The matched and unmatched segments are merged back into the segmented text using zip()
followed by flatten()
, taking care to maintain the even (unmatched) and odd (matched) indexes of new and existing text segments. The newly-matched phrases are merged back in as odd-numbered elements, so they will not be scanned again for embedded phrases. This prevents conflict between phrases with similar wording like "this is" and "this".
flatten()
is used everywhere.
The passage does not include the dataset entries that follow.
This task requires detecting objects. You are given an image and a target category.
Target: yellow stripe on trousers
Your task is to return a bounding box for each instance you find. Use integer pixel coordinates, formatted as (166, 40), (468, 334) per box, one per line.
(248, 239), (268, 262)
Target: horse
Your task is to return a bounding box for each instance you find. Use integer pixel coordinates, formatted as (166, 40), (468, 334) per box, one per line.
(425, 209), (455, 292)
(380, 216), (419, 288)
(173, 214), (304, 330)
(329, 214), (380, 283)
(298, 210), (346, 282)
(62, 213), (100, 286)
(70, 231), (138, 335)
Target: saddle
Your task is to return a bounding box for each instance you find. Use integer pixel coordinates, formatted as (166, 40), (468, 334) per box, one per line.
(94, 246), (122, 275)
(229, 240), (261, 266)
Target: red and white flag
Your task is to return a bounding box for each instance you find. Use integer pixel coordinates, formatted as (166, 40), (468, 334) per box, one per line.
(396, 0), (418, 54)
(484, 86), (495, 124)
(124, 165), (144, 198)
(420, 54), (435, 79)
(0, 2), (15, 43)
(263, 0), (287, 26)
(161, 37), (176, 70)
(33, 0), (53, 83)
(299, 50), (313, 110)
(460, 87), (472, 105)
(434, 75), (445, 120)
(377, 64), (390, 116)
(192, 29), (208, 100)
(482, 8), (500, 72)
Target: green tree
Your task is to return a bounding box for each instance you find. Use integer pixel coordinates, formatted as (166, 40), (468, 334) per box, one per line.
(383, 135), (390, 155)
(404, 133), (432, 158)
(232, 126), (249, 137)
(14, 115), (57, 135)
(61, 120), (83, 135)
It finds sub-lists embedded in a larger list and flattens their contents down into the main list:
['outer list 1', ['inner list 1', 'inner list 2'], 'outer list 2']
becomes:
['outer list 1', 'inner list 1', 'inner list 2', 'outer list 2']
This is useful for collecting phrases from multiple embedded lists, as well as merging split or zipped sublists back into the segmented text:
[['the quick brown fox says', ''], ['hello', 'this is', 'me', '']] ->
['the quick brown fox says', '', 'hello', 'this is', 'me', ''] ->
0 1 2 3 4 5
unmatched: ['the quick brown fox says', 'hello', 'me', ]
matched: '', 'this is', '',
At the very end, the elements that are empty strings, which were just for even-odd alignment, can be removed:
['the quick brown fox says', '', 'hello', 'this is', '', 'me', ''] ->
['the quick brown fox says', 'hello', 'this is', 'me']
texts = [['hello this is me'], ['oh you know u'],
['the quick brown fox says hello this is me']]
phrases_to_match = [['this is', 'u'], ['oh you', 'you', 'me']]
from itertools import zip_longest
def flatten(string_list):
flat = []
for el in string_list:
if isinstance(el, list) or isinstance(el, tuple):
flat.extend(el)
else:
flat.append(el)
return flat
phrases_to_match = flatten(phrases_to_match)
# longer phrases are given priority to avoid problems with overlapping
phrases_to_match.sort(key=lambda phrase: -len(phrase.split()))
segmented_texts = []
for text in flatten(texts):
segmented_text = text.split('|')
for phrase in phrases_to_match:
new_segments = segmented_text[::2]
delimited_phrase = f'|{phrase}|'
for match in [f' {phrase} ', f' {phrase}', f'{phrase} ']:
new_segments = [
segment.replace(match, delimited_phrase)
for segment
in new_segments
]
new_segments = flatten([segment.split('|') for segment in new_segments])
segmented_text = new_segments if len(segmented_text) == 1 else \
flatten(zip_longest(new_segments, segmented_text[1::2], fillvalue=''))
segmented_text = [segment for segment in segmented_text if segment.strip()]
# option 1: unmatched text is split into words
segmented_text = flatten([
segment if segment in phrases_to_match else segment.split()
for segment
in segmented_text
])
segmented_texts.append(segmented_text)
print(segmented_texts)
Results:
[['hello', 'this is', 'me'], ['oh you', 'know', 'u'],
['the', 'quick', 'brown', 'fox', 'says', 'hello', 'this is', 'me']]
Notice that the phrase 'oh you' has taken precedence over the subset phrase 'you' and there is no conflict.